She asked me if I had heard what had happened at the WTC...I coughed and told
her that this was where I had gone to work today and that our son was doing
afterschool today and I'd pick him up at 5:30. Yes...I'd call when I got
home. The subway entrances were jammed, so I kept walking, and coughing and
walking until I ended up on the lower east side on the corner of 1st Avenue &
East Houston. Amazingly, someone had opened the gate to the Liz Christy
garden - I think to get a snow shovel for the walk - and I walked inside, as
the snow was powdering the trees.
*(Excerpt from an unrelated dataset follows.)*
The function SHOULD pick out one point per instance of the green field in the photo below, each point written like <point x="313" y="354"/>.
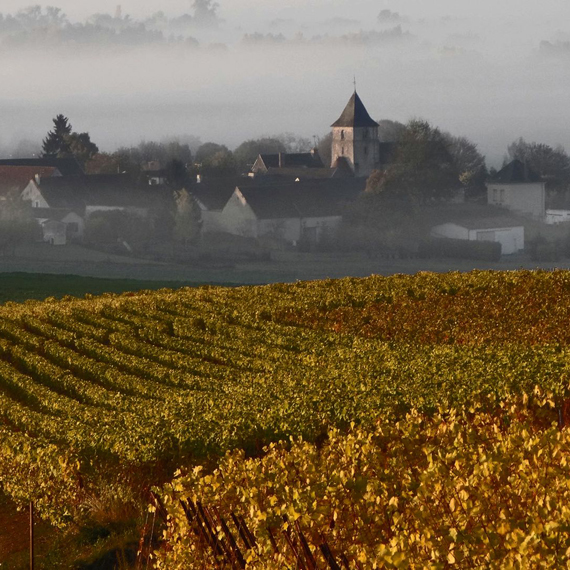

My coke covered handkerchief had dried, I
put it in my pocket and I looked back downtown and saw the stream of smoke
coming up.
I still had my sandwich in my pocket, so I ate my salami on rye, on a bench
in Liz Christy Community Garden, one of the 50,000 people who got out, ten
years ago on February 26, 1993. When I finished, I walked a block east to
the subway, got to my temp agency, dropped off my time sheet, picked up my
son, and spent the next two weeks coughing out dark colored crap. Six folks
died that day because of the truck bomb in the basemement, and as you know,
they came back later to finish the job 8 years later.
As I finished off the salami sandwich in the Liz Christy Garden - one of the
patches of green that I saw from the roof on the WTC - I promised myself
that I'd spend more days eating my lunch in community gardens.
Now, luck being what it is, I returned to the WTC and worked there on
several jobs - but it was fate that got me a job in a company about a half of
a mile south of it on 9/11.
When I saw the buildings collapse on 9/11, on that perfect, sunny September
Tuesday, my mind was in stairway B, going down at a snail's pace, with that
scared, large lady on my arm, with the firemen encouraging us on our way.
30,000 got out on 9/11 and we lost about 3,000 including 450 firemen, cops,
EMTs, Port Authority and rescue personnel.
There was nothing for it, at the end of 9/11, after I had gotten back up
town, but to take a walk to the Clinton Community Garden around 11 PM (
after we had fed all of my son's friends who were stranded in Manhattan) to
water and to lock up. The garden was still filled at this time with folks
who were trying to come to terms with the day, but it was dark and we didn't
want anyone tripping over anything and hurting themselves.
Even in the dark, our quiet patch of green on West 48th street, like so many
other community gardens in our city and all over our country, continued to
welcome and comfort, for folks resting while looking for their loved ones,
as make-shift shrines ...filled with candles, as sites for benefit concerts,
memorial services, places to talk, and as places for the shaken, like me, to
steady their hands while deadheading dahlias and taking out the garbage.